The euro dropped in Asia on Tuesday, as risk-averse investors sold the unit and sought safe havens amid escalating violent unrest in Libya, dealers said.
The single European currency slipped to $1.3604 in Tokyo morning trade, down from 1.3681 in late London trading. The unit also fell to 112.98 yen from 113.75 yen. The dollar eased to 83.06 yen from 83.14 yen.
The New York market was closed Monday for a national holiday.
“Investors shunned risks due to the Middle East tensions and weak Asian stock markets,” said Teppei Ino, analyst at the Bank of Tokyo-Mitsubishi UFJ.
“The market’s focus is totally on the situation in the Middle East and Libya, whose development is uncertain for now,” Ino said.

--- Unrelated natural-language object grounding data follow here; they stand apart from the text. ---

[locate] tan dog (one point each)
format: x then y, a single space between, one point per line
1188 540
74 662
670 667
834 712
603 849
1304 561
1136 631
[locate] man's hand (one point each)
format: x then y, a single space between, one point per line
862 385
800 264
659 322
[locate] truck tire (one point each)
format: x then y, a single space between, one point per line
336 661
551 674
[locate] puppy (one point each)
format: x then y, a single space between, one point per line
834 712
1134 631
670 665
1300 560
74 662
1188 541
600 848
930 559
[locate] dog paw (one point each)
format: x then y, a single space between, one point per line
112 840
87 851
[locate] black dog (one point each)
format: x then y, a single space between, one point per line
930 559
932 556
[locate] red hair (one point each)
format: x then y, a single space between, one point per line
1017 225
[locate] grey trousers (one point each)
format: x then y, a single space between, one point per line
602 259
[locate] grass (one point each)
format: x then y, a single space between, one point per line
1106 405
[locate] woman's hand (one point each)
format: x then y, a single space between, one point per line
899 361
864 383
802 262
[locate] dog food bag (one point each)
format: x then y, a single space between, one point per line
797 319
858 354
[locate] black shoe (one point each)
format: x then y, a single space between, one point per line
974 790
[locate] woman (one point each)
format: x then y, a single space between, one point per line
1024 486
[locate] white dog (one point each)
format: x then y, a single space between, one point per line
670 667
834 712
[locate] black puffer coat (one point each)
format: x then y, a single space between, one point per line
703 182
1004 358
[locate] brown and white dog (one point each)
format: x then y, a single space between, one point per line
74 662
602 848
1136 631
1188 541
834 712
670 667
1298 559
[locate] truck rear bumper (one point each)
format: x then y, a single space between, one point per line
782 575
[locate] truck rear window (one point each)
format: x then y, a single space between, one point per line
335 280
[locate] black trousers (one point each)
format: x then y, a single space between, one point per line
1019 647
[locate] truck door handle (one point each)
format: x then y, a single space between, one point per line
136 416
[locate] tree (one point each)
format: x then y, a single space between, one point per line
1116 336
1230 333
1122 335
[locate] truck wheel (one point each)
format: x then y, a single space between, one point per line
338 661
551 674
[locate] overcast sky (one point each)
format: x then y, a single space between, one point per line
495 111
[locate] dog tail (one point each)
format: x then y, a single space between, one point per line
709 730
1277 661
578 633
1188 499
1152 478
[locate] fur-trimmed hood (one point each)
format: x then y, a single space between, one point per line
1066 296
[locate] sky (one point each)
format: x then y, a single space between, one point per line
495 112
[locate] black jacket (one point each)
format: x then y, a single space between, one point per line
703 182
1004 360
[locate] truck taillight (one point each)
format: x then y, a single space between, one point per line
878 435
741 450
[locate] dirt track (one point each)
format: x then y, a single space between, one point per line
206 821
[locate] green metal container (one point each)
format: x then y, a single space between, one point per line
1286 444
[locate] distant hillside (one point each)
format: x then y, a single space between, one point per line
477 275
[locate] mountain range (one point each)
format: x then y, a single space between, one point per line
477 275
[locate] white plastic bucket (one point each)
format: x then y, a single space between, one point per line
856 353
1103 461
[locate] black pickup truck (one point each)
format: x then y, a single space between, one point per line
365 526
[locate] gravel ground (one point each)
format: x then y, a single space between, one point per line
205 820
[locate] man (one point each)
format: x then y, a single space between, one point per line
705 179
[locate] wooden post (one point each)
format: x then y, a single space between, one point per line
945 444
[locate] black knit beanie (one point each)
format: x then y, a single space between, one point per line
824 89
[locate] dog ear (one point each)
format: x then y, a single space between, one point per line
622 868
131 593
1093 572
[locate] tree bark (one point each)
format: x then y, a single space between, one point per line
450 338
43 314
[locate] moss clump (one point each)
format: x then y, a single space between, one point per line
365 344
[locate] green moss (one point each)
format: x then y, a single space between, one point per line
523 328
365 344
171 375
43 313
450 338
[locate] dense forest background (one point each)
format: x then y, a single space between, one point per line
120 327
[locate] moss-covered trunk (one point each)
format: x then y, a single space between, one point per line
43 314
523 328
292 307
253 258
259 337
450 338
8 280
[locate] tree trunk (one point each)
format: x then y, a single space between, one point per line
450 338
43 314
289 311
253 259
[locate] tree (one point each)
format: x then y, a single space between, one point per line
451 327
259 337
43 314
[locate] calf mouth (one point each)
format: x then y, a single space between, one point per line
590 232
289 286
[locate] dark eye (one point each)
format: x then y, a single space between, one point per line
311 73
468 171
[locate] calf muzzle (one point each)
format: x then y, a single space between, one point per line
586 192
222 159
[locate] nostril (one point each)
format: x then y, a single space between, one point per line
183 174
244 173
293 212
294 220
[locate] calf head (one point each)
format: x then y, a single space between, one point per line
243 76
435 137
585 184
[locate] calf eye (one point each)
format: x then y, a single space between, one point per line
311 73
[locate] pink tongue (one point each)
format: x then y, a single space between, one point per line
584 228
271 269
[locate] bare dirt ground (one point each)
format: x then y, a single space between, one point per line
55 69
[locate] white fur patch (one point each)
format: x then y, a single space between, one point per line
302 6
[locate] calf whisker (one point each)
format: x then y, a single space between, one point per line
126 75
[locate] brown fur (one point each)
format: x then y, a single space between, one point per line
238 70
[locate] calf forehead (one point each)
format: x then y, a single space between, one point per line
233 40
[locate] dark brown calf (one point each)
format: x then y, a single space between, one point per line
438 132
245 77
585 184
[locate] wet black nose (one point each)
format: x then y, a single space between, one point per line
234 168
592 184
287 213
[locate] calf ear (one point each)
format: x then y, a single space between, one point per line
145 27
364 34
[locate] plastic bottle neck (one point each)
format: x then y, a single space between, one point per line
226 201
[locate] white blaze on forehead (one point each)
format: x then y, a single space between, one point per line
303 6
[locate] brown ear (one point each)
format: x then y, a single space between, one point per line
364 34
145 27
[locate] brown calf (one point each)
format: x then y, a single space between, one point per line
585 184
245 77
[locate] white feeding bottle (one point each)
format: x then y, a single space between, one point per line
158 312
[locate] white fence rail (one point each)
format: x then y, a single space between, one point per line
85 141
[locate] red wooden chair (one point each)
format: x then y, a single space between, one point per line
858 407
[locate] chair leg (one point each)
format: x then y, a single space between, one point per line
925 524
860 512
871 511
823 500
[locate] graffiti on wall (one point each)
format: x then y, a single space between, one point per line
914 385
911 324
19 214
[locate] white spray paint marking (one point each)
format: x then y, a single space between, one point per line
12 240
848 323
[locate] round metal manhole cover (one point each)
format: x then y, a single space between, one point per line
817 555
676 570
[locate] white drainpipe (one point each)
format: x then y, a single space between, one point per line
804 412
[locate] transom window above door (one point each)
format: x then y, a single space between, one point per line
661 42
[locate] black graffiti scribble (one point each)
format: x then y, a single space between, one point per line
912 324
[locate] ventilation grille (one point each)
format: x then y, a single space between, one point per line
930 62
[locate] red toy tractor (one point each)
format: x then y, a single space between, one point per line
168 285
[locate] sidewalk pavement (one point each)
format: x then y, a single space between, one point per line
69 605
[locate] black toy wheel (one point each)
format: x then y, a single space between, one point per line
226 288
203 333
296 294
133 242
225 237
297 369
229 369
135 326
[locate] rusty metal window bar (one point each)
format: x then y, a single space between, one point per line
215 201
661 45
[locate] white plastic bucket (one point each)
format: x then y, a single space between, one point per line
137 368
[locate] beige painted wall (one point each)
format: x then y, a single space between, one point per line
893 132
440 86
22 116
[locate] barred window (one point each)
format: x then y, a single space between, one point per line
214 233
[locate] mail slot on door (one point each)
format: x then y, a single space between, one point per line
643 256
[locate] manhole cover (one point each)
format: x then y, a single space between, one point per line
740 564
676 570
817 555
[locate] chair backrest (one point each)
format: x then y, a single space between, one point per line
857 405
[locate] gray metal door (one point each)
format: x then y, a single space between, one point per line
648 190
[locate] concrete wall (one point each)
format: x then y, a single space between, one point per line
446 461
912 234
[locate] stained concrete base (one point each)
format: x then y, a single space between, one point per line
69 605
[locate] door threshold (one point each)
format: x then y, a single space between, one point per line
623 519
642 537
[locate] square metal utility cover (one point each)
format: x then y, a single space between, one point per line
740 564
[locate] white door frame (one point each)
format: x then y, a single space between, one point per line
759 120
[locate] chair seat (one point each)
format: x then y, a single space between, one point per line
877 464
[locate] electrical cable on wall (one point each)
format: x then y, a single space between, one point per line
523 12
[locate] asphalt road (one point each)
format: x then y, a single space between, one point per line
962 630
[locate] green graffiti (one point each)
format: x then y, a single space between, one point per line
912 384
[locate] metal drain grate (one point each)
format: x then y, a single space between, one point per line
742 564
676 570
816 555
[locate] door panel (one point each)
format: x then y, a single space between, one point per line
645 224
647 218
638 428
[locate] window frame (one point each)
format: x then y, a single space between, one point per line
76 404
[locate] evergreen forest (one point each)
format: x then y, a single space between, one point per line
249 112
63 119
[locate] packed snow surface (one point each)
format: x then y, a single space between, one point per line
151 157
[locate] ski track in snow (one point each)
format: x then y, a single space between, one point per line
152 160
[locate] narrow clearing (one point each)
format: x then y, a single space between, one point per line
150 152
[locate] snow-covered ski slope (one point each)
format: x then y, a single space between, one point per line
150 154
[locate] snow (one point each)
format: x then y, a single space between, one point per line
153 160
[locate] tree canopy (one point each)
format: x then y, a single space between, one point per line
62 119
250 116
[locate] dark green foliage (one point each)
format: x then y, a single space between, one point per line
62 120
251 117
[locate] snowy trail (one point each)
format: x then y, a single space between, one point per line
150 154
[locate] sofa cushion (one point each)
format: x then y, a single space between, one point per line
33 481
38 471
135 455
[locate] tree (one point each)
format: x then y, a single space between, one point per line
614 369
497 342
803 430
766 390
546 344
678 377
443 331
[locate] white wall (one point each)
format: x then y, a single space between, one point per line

In Libya, protesters overran several cities and the uprising has now spread to the capital, with gunfire rattling Tripoli.
Human rights group are putting the death toll at between 200 and 400 since protests erupted last Tuesday in the the oil-rich north African nation ruled by Moamer Kadhafi for 41 years.
Japan’s benchmark Nikkei index of the Tokyo Stock Exchange fell sharply after European markets dropped on continued concerns over the political tensions in the Middle East.
The dollar briefly soared as high as 83.56 in thin early trading. The move coincides with media reports that Libyan warplanes had bombed targets inside the country, dealers said.
Ratings agency Moody’s said early in the morning it had changed its outlook on the government of Japan’s “Aa2” rating to ‘negative’ from ‘stable’ on concerns current policy may not be adequate to contain huge debt.
“The dollar temporarily rose against the yen following Moody’s announcement but the impact was not long-lasting,” Ino said.
Masafumi Yamamoto, chief FX strategist at Barclays Bank in Tokyo, told Dow Jones Newswires: “Yen-selling should be short-lived as the ratio of overseas Japanese government bond holders (to total holders) is low.”
The New Zealand dollar and the Australian dollar came under pressure after a 6.3 magnitude earthquake struck Christchurch in New Zealand Tuesday, dealers said, with “multiple fatalities” reported by police.
The New Zealand dollar was trading at US$0.7555, from US$0.7636 before the quake struck. The Australian dollar was at US$1.0065 from US$1.0086.